🔴 Broken — will cause problems

This page's canonical points to /canonicals/robots-blocked-destination/ — a URL that is disallowed in robots.txt. The destination page exists but Google cannot crawl it. Check https://sallymills.com/robots.txt to see the live disallow rule.

What this demonstrates

The canonical tag on this page points to a URL that has been blocked from crawling by a Disallow rule in robots.txt. The destination page exists and returns a 200 — but Googlebot is instructed not to access it, so it can't read the page to verify it as a valid canonical destination.

Why it matters

This is one of the subtler canonical failures. The canonical looks correct — it's an absolute URL, the destination exists, there's no 404. The problem is invisible unless you cross-reference the canonical destination against robots.txt.

If Google can't access the canonical destination, it can't confirm it as the preferred version. Consolidation may not happen. This trap appears most often when a site blocks staging or parameter-based variants in robots.txt — and someone sets those blocked URLs as canonical destinations, or vice versa.

The code

The canonical tag on this page — and the robots.txt rule that blocks its destination.

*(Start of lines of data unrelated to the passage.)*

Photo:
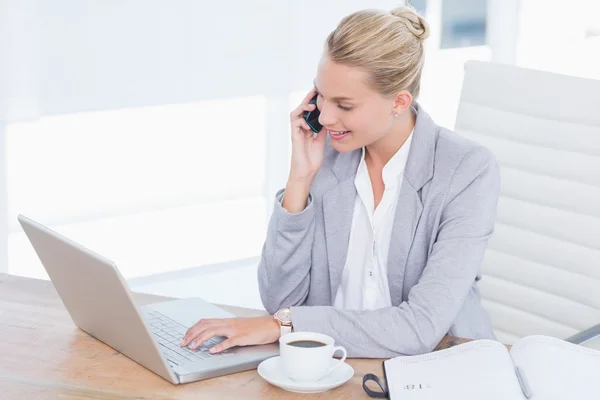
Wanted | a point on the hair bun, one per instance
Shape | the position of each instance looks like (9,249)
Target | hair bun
(413,21)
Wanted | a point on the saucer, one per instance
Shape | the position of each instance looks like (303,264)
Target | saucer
(271,372)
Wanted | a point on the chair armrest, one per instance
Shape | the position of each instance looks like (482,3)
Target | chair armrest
(585,336)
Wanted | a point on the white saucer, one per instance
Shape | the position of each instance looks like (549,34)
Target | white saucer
(270,371)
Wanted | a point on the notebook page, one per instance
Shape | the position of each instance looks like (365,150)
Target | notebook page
(556,369)
(481,369)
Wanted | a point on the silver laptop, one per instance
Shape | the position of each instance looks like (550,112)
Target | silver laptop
(100,303)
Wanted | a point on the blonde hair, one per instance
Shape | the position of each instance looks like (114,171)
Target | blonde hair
(388,46)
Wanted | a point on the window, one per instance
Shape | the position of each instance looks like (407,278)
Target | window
(144,187)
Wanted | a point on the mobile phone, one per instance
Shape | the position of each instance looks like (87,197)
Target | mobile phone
(312,117)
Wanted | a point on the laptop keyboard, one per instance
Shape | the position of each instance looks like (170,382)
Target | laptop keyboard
(169,335)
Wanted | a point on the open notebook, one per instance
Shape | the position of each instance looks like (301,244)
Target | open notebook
(537,367)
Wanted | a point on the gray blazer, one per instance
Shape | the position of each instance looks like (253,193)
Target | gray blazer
(445,216)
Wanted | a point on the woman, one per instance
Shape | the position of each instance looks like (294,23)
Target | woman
(378,236)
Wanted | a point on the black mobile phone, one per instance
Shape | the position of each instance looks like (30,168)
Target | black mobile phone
(312,117)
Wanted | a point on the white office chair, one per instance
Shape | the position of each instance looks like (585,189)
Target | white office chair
(541,272)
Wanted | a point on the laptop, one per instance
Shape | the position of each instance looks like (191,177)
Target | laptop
(100,303)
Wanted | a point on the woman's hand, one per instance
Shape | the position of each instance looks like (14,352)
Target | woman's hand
(307,153)
(239,332)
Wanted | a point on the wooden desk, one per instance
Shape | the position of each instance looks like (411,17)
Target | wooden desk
(43,355)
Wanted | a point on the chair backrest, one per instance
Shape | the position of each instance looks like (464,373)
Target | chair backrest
(541,271)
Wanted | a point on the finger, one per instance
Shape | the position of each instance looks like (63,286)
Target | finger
(301,126)
(310,95)
(208,334)
(196,330)
(224,345)
(200,338)
(301,109)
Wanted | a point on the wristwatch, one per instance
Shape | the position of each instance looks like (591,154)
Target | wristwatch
(284,318)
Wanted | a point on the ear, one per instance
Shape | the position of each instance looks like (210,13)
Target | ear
(402,102)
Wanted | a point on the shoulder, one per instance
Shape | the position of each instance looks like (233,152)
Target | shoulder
(461,159)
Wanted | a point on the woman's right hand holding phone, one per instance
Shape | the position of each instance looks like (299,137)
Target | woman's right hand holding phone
(307,157)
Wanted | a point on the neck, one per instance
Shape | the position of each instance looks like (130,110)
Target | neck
(380,152)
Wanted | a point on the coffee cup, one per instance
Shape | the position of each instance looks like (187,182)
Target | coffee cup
(307,356)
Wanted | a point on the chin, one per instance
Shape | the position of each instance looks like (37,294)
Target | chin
(344,146)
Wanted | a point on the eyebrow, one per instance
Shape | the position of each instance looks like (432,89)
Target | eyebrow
(338,98)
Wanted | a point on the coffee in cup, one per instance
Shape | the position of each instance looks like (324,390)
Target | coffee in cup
(307,356)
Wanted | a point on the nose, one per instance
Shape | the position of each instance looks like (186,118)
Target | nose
(328,116)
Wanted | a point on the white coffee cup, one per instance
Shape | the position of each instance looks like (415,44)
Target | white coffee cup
(308,363)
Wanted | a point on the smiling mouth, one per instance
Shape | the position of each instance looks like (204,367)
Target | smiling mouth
(337,133)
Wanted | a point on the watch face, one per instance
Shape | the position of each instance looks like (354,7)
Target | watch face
(284,315)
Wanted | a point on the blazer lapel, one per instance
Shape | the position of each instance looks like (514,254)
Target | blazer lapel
(418,171)
(338,208)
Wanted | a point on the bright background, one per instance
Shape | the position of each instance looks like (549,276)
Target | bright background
(156,133)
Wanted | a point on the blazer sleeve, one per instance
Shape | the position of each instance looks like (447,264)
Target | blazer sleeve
(284,269)
(418,324)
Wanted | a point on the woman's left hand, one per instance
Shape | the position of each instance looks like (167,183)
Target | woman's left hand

<!-- Canonical tag on this page --> <link rel="canonical" href="https://sallymills.com/canonicals/robots-blocked-destination/"> # robots.txt — the destination is disallowed Disallow: /canonicals/robots-blocked-destination/

What Google does

  1. Googlebot crawls this page and reads the canonical pointing to /canonicals/robots-blocked-destination/.
  2. Googlebot checks robots.txt before attempting to crawl the destination.
  3. The Disallow rule prevents Googlebot from accessing the destination.
  4. Google cannot verify the destination as a valid preferred URL.
  5. The canonical hint is effectively ignored. This page is likely treated as self-canonical.

How to detect it

  • view-source Ctrl+U (Windows) / Cmd+U (Mac) → search for canonical → copy the destination URL. Then open https://sallymills.com/robots.txt and search for that path.
  • curl Open Command Prompt (Windows) or Terminal (Mac) and run: curl https://sallymills.com/robots.txt | grep robots-blocked-destination — Returns the Disallow rule. Then run: curl -I https://sallymills.com/canonicals/robots-blocked-destination/ — The destination returns a 200 (it exists, it's just blocked to crawlers). The -I flag fetches headers only. (Windows: replace | grep robots-blocked-destination with | findstr robots-blocked-destination.)
  • Google Search Console The destination URL may appear in Coverage under "Blocked by robots.txt". This page may appear under "Crawled — currently not indexed" since its canonical is inaccessible.
  • Screaming Frog Canonicals tab → copy the canonical destination URL → crawl it separately with robots.txt checking enabled → it will show as "Blocked by robots.txt". Or run a robots.txt check on the destination directly from the Robots tab.

How to fix it

Ensure canonical destinations are always crawlable. Never disallow a URL in robots.txt that you're using as a canonical destination — and never set a robots.txt-blocked URL as a canonical target. Audit your canonical destinations against your robots.txt rules, especially after migrations or when robots.txt changes are made.